This makes me sad. From the exchange of letters between CalPoly and Harris Ranch, Harris Ranch closes its letter with this:
Dr. Baker we still harbor significant concerns about the direction of the College of Agriculture at Cal Poly. And while we appreciate the last minute changes to the upcoming Pollan event, we believe this matter to be indicative of the disconnect that in our opinion currently exists between College of Agriculture at Cal Poly and the agriculture community. We challenge you to convince us otherwise. Finally, we hope you – and especially Dean Wehner – understand this Pollan issue is bigger than the executives at Harris ranch… it’s bigger than Cal Poly alumni involved in the animal production industry. This whole mess is having a profound impact not just on Cal Poly, but rather, on Ag schools across this great nation. We believe this is a wakeup call to those in academia. [my emphasis]
I went to CalPoly SLO. Took ag classes while I was there. Perhaps it has changed in the years since, but I tell you what. There is no disconnect between CalPoly academia and the agriculture community. There were two types of people in my classes, the sons of growers who were going back to the farm to become foremen and the sons of pickers. (No, not many daughters.) We went on multi-day field trips to my classmates’ farms. One of my classmates had never eaten store-bought meat until he got to college. (He thought it tasted awful.) Another one of my classmates was designing an industrial-sized carrot peeler for his dad’s farm, to better salvage and market carrots. Four years later I saw my first bag of “baby carrots” in a store. My classmates wore Wranglers with no ironic calculation. I once walked behind a pair of them who were strolling and talking; one was casually lassoing and releasing the other’s foot, in stride and in pace. The ag colleges at CalPoly are teaching ag kids.
The distance between CalPoly ag academia and the larger ag community is one personal phone call. That’s on the peer-to-peer professional level that the CalPoly dean describes in his letter. But it is also on the parent-child level. The ag community is as close to CalPoly ag academia as they are to their children; reports on lectures and teachings come out of classrooms and local knowledge about what is happening in the Valleys flow back in.
Which is why that last paragraph made me sad. He is right about the disconnect, but that gap isn’t between ag academia and the ag community. The disconnect he’s feeling is of conventional agriculture community losing their children. The next generation doesn’t want to farm like them anymore. I’ve eavesdropped on several conversations of growers and other ag professionals wondering who will replace them. They say that their kids laugh at the idea.
I can’t help but feel for the old generation. They achieved a lot! They made agriculture SO EFFICIENT. They lived better through chemistry. They seized the promise of the Green Revolution. They turned production into a science. They ran on the crappy efficiency/land consolidation/overproduction treadmill, and if they’re still standing, they were the best and hardest working. They built the system they live in everyday, understanding its reasons and being reassured by its familiarity. The good people, the hardworking people like them, live around them and accept the life. Why wouldn’t their children want it? Why would their children want to go to a talk by the man who is undermining the ag life they all know?
This poor guy. He probably does want CalPoly to go back to Before All This Sustainability Crap. But the urgency for him and his friends isn’t whether their beloved college hosts a lecturer. That is a symptom of the problem, which is that the kids would listen to Pollan in the first place. He’s right. It is infecting ag colleges everywhere. The real cause of the emotion and urgency is that their kids are leaving their way of life, which coincides with going to college. Even if their kids do (against very hard start-up barriers) find a way to farm, they may well farm like dirty hippies, which is Not The Same. I want the end of big ag in the Valleys as much as anyone does. But I still see why that ending is painful for the people who thought they were doing right when spent their lives turning farms into factories.
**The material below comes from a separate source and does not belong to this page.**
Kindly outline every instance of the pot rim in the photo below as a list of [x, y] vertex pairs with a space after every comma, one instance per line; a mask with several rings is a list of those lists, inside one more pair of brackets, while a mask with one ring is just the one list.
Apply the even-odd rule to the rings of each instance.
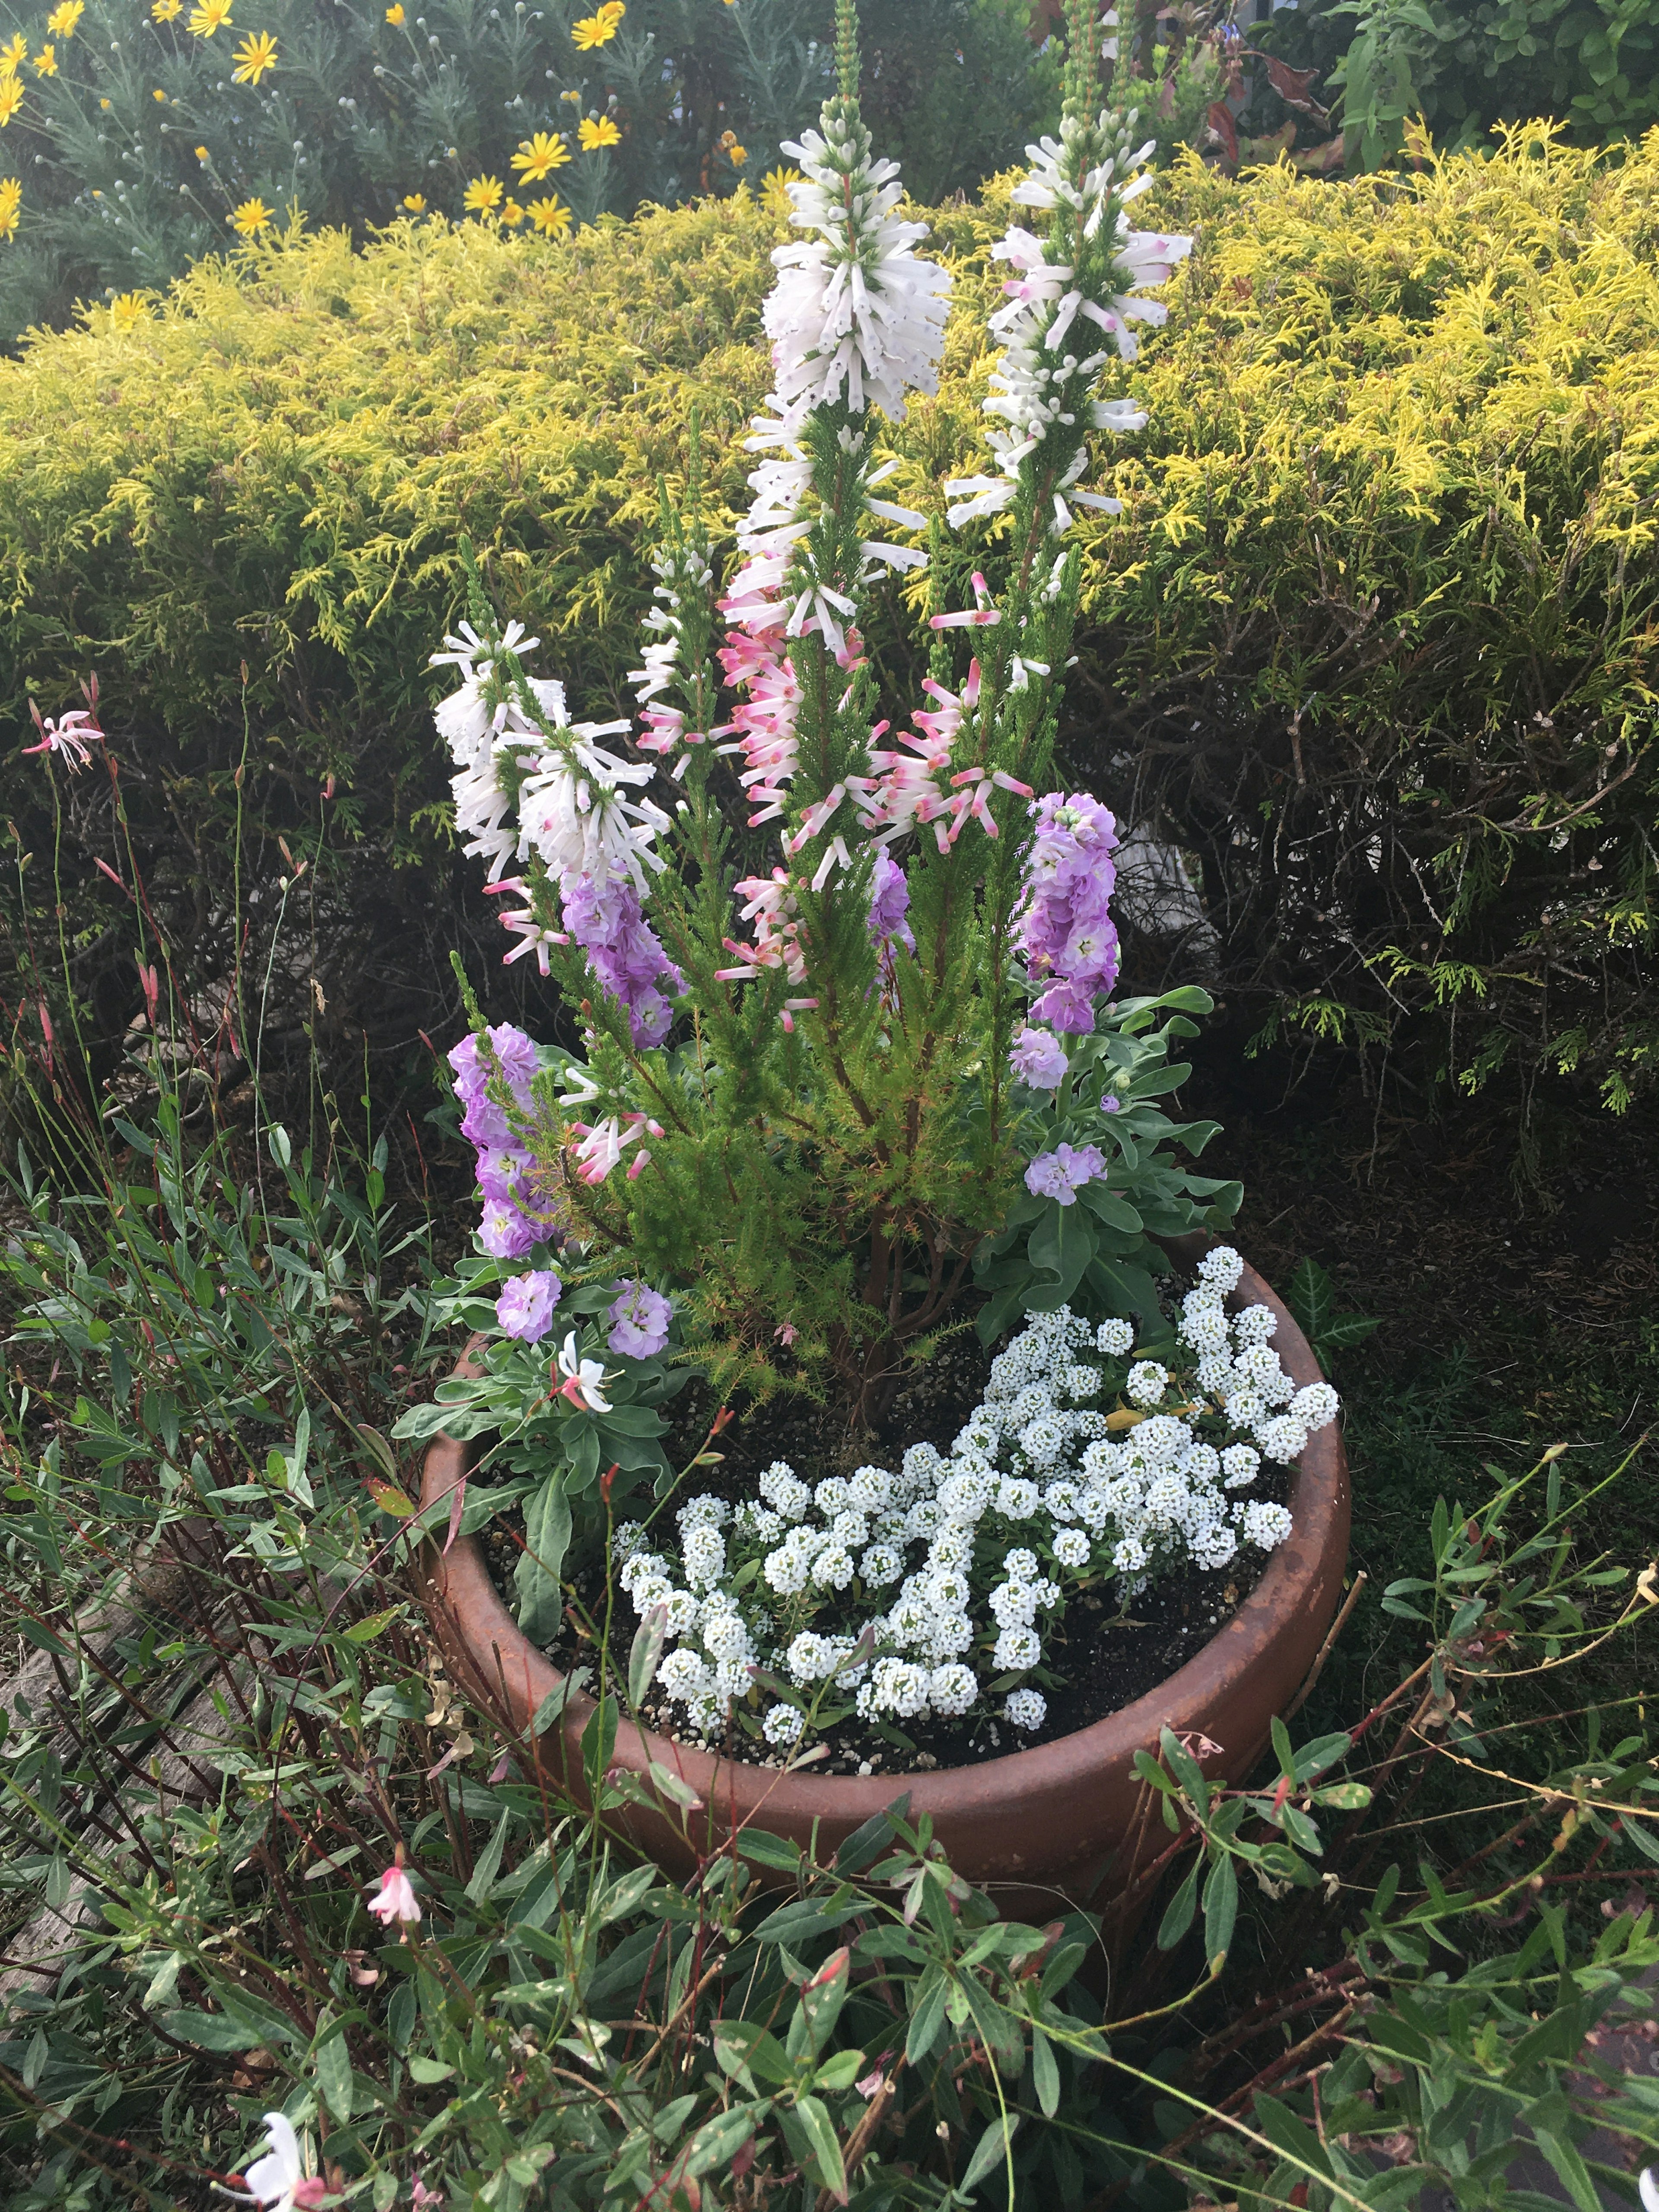
[[[1168, 1249], [1189, 1263], [1218, 1241], [1208, 1236], [1172, 1238]], [[1271, 1307], [1278, 1321], [1274, 1347], [1292, 1381], [1300, 1388], [1323, 1380], [1312, 1347], [1283, 1300], [1248, 1262], [1229, 1303]], [[465, 1371], [471, 1349], [463, 1355], [458, 1372]], [[453, 1437], [441, 1435], [434, 1441], [422, 1471], [423, 1511], [449, 1496], [465, 1479], [472, 1456], [469, 1447]], [[953, 1814], [982, 1817], [993, 1805], [1006, 1805], [1010, 1798], [1041, 1797], [1069, 1805], [1078, 1786], [1090, 1778], [1132, 1771], [1134, 1753], [1155, 1747], [1164, 1727], [1178, 1735], [1203, 1733], [1204, 1717], [1237, 1700], [1248, 1679], [1279, 1650], [1287, 1631], [1310, 1609], [1323, 1609], [1320, 1634], [1328, 1626], [1340, 1589], [1350, 1517], [1347, 1461], [1339, 1422], [1309, 1440], [1295, 1469], [1291, 1534], [1272, 1553], [1231, 1618], [1172, 1674], [1132, 1703], [1048, 1743], [1000, 1753], [972, 1765], [911, 1773], [815, 1774], [810, 1768], [786, 1772], [678, 1743], [624, 1713], [611, 1763], [643, 1776], [655, 1762], [690, 1784], [705, 1805], [732, 1825], [763, 1808], [769, 1827], [803, 1834], [826, 1819], [837, 1827], [848, 1820], [866, 1819], [890, 1805], [902, 1791], [909, 1795], [913, 1817], [928, 1813], [936, 1820]], [[451, 1636], [446, 1640], [473, 1676], [475, 1688], [498, 1711], [504, 1701], [515, 1723], [527, 1729], [543, 1700], [565, 1677], [508, 1613], [482, 1545], [476, 1537], [458, 1536], [445, 1553], [436, 1540], [428, 1539], [423, 1547], [422, 1580], [434, 1623], [441, 1634], [442, 1624], [450, 1625]], [[1305, 1633], [1297, 1640], [1305, 1641]], [[1297, 1681], [1304, 1672], [1305, 1662], [1297, 1667]], [[1282, 1698], [1275, 1699], [1275, 1709], [1280, 1702]], [[568, 1692], [556, 1731], [563, 1739], [566, 1775], [584, 1802], [586, 1790], [578, 1745], [593, 1710], [594, 1700], [585, 1692]], [[543, 1742], [555, 1733], [549, 1730]], [[1226, 1758], [1226, 1747], [1218, 1744], [1213, 1751], [1200, 1753], [1199, 1763], [1213, 1776], [1230, 1772], [1220, 1763]], [[1242, 1774], [1236, 1778], [1242, 1780]]]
My personal take on the CalPoly/Harris Ranch/Pollan dust-up? I think everyone has behaved well. I think it is perfectly reasonable for Harris Ranch to say that they don’t want to give half-a-million dollars to a school that hosts lectures saying that what Harris Ranch does is wrong. I have no problem with the Pollan lecture being expanded to host a panel afterwards. CalPoly didn’t disinvite Pollan and doesn’t seem to be punishing out Prof. Rutherford. Seems to me that all sides are standing on legitimate ground.